Ya digo, la vida. Y la familia. Y los recuerdos. Y la tradición familiar en una España que tiene en esa institución nuclear uno de sus grandes patrimonios. Tanto, que algunos que no tenemos apellidos compuestos, ni joyas familiares de pasar, ni «una casa solariega y blasonada, … ni el retrato de un abuelo que ganara una batalla», como se lamentaba León Felipe, ni parientes en el Ibex, nos identificamos más con esa boda aseada y risueña que con las impostadas que celebra la izquierda, disfrazadas de austeridad y ateísmo para no caer en las tradiciones españolas, pero que terminan copiando los boatos que critican. Cómo no recordar el matrimonio del nunca olvidado Alberto Garzón, que agasajó a sus amigos con chuletones de ganadería intensiva y jamón ibérico, mientras al resto (sus votantes incluidos) aconsejaba tofu y albóndigas de brócoli.
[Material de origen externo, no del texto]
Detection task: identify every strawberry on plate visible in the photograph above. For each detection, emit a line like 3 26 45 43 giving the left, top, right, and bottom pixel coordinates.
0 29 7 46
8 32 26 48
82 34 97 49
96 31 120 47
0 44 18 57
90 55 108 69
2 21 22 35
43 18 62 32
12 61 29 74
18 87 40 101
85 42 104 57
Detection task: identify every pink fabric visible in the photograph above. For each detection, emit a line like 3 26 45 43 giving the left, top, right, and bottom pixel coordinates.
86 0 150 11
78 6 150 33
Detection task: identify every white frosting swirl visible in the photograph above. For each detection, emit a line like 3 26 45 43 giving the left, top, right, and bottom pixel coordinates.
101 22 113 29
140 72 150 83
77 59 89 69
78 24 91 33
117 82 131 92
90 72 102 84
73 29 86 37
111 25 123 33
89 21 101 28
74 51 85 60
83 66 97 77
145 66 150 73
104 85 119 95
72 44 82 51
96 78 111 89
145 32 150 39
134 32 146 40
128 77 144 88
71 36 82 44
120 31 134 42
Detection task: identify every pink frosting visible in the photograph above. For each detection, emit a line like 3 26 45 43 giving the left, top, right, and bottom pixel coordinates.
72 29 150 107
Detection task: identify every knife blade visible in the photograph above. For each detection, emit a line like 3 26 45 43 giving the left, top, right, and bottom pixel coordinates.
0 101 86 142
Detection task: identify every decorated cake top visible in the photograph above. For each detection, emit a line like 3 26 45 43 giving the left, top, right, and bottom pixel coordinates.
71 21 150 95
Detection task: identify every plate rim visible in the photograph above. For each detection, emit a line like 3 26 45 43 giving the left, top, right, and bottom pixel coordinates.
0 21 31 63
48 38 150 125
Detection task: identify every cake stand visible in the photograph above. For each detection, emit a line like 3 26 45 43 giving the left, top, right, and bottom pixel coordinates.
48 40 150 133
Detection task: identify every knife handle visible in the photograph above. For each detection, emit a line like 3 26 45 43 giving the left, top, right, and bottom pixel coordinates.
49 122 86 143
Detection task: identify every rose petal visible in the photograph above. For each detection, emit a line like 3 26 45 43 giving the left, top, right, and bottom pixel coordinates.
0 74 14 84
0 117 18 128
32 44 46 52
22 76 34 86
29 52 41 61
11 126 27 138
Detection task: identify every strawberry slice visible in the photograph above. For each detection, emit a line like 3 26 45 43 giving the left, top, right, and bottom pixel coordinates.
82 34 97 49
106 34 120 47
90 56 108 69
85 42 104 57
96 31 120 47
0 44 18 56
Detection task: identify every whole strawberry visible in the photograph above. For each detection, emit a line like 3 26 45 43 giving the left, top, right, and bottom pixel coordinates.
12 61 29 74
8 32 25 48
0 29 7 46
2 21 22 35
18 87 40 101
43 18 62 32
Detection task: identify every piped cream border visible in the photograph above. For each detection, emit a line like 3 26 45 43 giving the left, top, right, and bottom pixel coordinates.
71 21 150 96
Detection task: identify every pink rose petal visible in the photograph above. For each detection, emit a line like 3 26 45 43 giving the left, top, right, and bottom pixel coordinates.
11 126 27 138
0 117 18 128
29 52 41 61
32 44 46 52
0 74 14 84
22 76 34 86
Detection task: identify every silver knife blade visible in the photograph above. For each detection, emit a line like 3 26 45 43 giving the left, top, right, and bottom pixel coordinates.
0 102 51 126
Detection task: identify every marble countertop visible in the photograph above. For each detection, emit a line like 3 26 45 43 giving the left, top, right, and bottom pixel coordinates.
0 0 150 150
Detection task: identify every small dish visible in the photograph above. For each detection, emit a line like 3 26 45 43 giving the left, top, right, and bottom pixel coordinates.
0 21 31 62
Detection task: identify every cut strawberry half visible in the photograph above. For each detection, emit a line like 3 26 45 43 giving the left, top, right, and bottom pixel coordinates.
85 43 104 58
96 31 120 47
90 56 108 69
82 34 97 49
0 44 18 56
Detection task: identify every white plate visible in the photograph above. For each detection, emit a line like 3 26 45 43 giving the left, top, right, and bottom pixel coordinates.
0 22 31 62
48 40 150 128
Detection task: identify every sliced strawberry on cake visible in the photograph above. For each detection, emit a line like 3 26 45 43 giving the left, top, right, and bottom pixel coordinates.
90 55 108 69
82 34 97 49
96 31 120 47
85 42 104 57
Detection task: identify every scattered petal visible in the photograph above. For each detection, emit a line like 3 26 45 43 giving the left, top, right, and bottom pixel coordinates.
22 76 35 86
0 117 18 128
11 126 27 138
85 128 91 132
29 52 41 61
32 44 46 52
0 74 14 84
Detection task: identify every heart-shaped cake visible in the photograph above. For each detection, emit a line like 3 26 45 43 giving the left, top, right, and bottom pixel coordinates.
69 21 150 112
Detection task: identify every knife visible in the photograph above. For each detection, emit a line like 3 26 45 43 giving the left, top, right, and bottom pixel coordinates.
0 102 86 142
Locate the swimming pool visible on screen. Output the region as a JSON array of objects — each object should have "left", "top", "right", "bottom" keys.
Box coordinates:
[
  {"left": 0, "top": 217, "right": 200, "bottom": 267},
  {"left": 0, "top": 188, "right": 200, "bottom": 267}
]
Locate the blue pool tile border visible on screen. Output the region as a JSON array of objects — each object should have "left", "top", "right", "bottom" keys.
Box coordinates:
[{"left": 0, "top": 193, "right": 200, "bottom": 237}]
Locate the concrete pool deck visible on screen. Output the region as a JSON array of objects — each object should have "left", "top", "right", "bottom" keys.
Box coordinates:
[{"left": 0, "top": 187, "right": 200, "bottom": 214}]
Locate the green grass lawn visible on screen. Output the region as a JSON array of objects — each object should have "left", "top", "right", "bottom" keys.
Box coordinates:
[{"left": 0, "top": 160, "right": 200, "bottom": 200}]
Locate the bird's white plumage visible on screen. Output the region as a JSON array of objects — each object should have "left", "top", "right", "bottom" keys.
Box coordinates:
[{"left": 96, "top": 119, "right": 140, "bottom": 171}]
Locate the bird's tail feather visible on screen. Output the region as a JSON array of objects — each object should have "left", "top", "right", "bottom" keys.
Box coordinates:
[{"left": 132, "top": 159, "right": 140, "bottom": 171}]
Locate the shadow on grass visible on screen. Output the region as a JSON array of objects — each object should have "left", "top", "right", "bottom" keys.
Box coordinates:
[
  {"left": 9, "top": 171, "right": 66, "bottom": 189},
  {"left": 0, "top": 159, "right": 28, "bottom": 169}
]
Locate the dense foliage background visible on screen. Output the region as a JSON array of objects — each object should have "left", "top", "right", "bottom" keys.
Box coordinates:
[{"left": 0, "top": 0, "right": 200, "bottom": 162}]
O la del otro Garzón y Lola Delgado, tan progres ellos y poco dados a los símbolos españoles, pero que celebrarán su fiesta nupcial en la finca de un torero.
Cuando el alcalde se arrancó con el chotis «Madrid» –espero que Agustín Lara mirara hacia otro lado en ese momento– muchos quisimos echar la vista atrás y vernos así de torpes en las bodas en que nuestros padres nos sacaban a bailar –o algo parecido–, ante el regocijo de todos los invitados. Y algunos nos emocionamos escuchando recordar a Almeida a su padre y a su madre fallecidos, o reconocerse nuevo nieto de los abuelos de su esposa.
Lo que de verdad importa tiene mucho más que ver con esas entrañables escenas de este pasado fin de semana, en las que nos reconocemos, que con las salas de despiece que se han habilitado en el Palacio de la Moncloa, o con el frenopático que traslada su sede de Waterloo al sur de Francia, o con el Gran Hermano que nos acecha en las redes o en los medios del nuevo régimen. Sí, querida izquierda, la que luego levanta falsas banderas de igualdad y feminismo, en el lugar menos identitario de nuestro país, pedazo de la España en que nací, a veces alguien baila un chotis y lo hace mal, y los demás sonreímos. Y no lo ridiculizamos, ni volcamos nuestro odio en ellos, ni nos reímos del físico de los novios. Y los comprendemos. Y nos solidarizamos. Sin escarnio. Pues eso.
Felicidades, alcalde.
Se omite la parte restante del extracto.